O fato é que, se as suas obras da primeira fase ajudaram a espanar de vez o pó de um sistema musical já caduco, escancarando as portas da modernidade, a sua música dedicada ao balé percorre as três fases e, portanto, forma parte importante de seu processo criativo, durante toda a vida. Essa tendência interdisciplinar, tão moderna, deveria, por certo, ser mais bem investigada na obra de Stravinsky.

 

Orfeu pertence à segunda fase. Em 1939, o compositor havia deixado a França para se estabelecer definitivamente nos Estados Unidos. Pouco tempo depois ele assenta residência em Hollywood e, na cidade de Los Angeles, passa a maior parte do final de sua vida.
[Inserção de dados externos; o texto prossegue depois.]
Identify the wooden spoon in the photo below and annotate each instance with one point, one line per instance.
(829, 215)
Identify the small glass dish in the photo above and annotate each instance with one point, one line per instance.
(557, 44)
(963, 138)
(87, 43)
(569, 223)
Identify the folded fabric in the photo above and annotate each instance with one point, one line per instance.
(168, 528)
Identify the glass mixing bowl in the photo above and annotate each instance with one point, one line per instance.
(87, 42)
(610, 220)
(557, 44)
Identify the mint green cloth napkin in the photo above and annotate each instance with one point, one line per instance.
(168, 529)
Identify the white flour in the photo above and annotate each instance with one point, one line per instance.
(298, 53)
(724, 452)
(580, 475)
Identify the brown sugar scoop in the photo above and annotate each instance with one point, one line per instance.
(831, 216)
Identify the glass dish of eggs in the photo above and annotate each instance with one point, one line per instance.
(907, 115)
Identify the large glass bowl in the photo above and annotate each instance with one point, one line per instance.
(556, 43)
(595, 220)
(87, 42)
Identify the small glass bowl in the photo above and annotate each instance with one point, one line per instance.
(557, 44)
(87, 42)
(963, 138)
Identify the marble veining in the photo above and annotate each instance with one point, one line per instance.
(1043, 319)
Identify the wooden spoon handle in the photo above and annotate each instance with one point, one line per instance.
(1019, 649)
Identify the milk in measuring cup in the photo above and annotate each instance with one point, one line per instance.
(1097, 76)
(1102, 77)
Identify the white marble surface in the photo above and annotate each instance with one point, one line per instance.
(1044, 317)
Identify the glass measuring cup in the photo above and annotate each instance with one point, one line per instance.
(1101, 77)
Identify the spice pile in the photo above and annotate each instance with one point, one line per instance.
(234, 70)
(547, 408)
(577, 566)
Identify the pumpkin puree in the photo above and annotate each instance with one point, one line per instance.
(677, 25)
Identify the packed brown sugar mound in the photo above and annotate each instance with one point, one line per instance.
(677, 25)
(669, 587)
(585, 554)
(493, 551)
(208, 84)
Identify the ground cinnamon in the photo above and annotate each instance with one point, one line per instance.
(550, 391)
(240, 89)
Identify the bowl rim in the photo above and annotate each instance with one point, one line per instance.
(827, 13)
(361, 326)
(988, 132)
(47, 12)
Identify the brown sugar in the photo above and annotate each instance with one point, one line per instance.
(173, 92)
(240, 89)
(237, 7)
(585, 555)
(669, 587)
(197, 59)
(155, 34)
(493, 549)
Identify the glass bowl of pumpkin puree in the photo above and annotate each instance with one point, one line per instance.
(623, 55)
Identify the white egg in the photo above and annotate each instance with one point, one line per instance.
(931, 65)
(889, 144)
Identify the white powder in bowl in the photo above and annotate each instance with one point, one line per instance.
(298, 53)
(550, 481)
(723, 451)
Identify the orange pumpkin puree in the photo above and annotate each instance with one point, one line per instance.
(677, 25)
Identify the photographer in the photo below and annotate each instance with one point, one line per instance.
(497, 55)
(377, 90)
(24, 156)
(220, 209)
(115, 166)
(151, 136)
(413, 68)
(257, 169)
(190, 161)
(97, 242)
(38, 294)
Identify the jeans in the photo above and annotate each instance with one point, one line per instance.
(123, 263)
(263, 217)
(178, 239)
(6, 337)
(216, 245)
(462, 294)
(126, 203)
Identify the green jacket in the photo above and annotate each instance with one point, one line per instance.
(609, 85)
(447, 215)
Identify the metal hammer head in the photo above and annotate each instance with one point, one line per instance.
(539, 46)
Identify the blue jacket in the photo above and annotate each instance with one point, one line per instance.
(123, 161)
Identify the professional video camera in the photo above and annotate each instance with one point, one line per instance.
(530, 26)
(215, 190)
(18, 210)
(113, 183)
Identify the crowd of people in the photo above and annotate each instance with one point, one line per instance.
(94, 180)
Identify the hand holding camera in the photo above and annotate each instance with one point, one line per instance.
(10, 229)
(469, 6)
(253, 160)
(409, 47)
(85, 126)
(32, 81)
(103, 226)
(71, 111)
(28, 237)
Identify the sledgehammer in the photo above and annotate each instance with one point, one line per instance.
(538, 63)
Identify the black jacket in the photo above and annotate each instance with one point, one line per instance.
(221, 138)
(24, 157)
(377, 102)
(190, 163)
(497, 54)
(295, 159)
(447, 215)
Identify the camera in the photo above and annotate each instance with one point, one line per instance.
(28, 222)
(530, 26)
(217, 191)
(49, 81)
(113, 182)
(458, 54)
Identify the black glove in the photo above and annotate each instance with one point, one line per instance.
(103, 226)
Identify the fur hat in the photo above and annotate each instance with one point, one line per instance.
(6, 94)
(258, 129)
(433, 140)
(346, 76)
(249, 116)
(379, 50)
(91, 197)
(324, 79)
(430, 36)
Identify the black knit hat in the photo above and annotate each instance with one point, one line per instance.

Em 1945 se naturaliza cidadão estadunidense. Se a guinada neoclássica – e depois serial – de Stravinsky responde a uma demanda do público norte-americano é um fato ainda a se discutir. O fato é que ela começa bem antes de sua mudança para a América. Em Orfeu, porém, composto em 1947, já se encontra um Stravinsky plenamente engajado em tendências estéticas bem diferentes daquelas da Sagração.

 

A música de Orfeu foi encomendada a Stravinsky pelo coreógrafo George Balanchine, para a sua então recém-fundada companhia de dança. O balé foi estreado em Nova York, sob a regência do próprio Stravinsky, em abril de 1948. O espetáculo valeu a Balanchine o convite para se estabelecer em Nova York. Sua companhia de dança se tornaria, então, o New York City Ballet.

 

Engana-se quem espera ouvir de um Stravinsky neoclássico o retorno à sonoridade do passado. As conquistas que ele mesmo alcançou, desde o início, mantêm-se, ainda que atenuadas. O que se vê em Orfeu é um Stravinsky livre para usar tanto da dissonância, agora liberta, como de sonoridades consonantes. A métrica e a orquestração de Orfeu são ele próprio. As alusões ao mito grego, como o uso da harpa, não passam de evocações, ou de uma proposta seriamente interdisciplinar. Stravinsky é um homem do século XX e pertence à modernidade, mesmo quando resolve voltar seus olhos para o passado.

 

Moacyr Laterza Filho
Pianista e cravista, Doutor em Literaturas de Língua Portuguesa, professor da Universidade do Estado de Minas Gerais e da Fundação de Educação Artística.